Sorry, Great Gasbag, but I don't get outraged by the actions of newscasters/journalists from any side of the political spectrum. I have more important things to do. But I'm sure you've said the same thing about conservatives and Fox News' daily lies, right comrade?
EDITED: (You can see my original post in sock's reply). Just gonna note that sock's post is case in point of what I was saying in the OP. And sock's follow-up post isn't even worthy of a reply (much like sock's first post).
I see that all the time here. I make a point, and then a person will respond with a perfect example of my point but wrap it in a personal insult, as if they're disagreeing. I obviously struck a nerve, but they can't deny my point. It cracks me up, it happens all the freaking time.
Anyway, to illustrate your point, HuffPo has a story titled (get this) "How Williams' Rare Talents Brought About His Downfall" (I'm not making this up), and then a link to this story:
Storytelling ability connected Brian Williams with viewers but also led to his downfall - The Washington Post
From the piece:
In his 55 years, Brian Williams has fashioned a life that needed no embellishment, a life so filled with gravity-defying success, with fame and riches, that it might have seemed too good to be true.
Yet some of the very traits that made Williams so irresistible to TV viewers — the intimacy of his storytelling and the eagerness to seal his legitimacy by proving his proximity to the action — are at the root of his undoing.
That makes sense.
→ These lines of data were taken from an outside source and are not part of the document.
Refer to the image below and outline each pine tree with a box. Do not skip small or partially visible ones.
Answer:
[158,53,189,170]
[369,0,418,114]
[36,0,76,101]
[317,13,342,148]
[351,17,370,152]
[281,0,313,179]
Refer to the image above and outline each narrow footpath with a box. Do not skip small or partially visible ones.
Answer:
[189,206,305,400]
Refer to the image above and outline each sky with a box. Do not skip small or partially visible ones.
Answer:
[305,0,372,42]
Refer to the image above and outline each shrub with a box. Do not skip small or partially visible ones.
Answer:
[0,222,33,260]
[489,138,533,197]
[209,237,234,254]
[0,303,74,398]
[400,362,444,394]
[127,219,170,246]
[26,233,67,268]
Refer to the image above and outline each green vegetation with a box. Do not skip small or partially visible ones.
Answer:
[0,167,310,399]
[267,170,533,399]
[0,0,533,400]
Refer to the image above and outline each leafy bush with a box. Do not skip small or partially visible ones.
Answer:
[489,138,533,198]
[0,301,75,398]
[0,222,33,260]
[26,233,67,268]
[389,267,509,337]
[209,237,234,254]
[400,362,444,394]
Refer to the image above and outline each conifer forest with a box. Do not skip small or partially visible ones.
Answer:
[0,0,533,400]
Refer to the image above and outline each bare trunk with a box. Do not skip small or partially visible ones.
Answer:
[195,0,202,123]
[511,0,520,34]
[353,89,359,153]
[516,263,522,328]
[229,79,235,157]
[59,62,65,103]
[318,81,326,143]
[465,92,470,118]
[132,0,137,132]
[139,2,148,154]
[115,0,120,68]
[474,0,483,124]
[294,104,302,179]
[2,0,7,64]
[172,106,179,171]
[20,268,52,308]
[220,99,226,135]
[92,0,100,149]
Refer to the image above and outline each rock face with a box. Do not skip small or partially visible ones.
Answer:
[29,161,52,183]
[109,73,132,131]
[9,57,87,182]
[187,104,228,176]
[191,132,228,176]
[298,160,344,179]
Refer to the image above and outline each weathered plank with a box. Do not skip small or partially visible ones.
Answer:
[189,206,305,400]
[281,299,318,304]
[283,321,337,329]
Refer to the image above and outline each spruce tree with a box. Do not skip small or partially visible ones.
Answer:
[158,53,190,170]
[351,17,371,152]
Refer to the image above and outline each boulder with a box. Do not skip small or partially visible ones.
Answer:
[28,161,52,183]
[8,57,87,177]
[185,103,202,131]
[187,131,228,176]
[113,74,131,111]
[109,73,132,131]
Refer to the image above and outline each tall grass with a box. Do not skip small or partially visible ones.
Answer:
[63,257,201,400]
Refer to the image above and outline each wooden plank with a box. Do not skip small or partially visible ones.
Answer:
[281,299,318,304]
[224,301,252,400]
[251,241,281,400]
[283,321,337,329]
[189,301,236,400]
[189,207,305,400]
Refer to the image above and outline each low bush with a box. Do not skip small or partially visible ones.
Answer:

Neurologists tell us that the way the memory works is not literal like your computer memory but a series of stories we tell ourselves over and over, which inevitably get embellished, modified with what might have been, dressed up, dressed down, etc. I think that's why when you visit some place you haven't seen since childhood it looks so much smaller.
A TV talking head like Williams is in a constant pose, playing the part of Serious Gravitas Suit, because that's what he's hired to be. Apparently he told himself a few embellishments so well he started believing them himself. That's the hazard of living full-time in a fake-fantasy environment. Which is exactly what television is.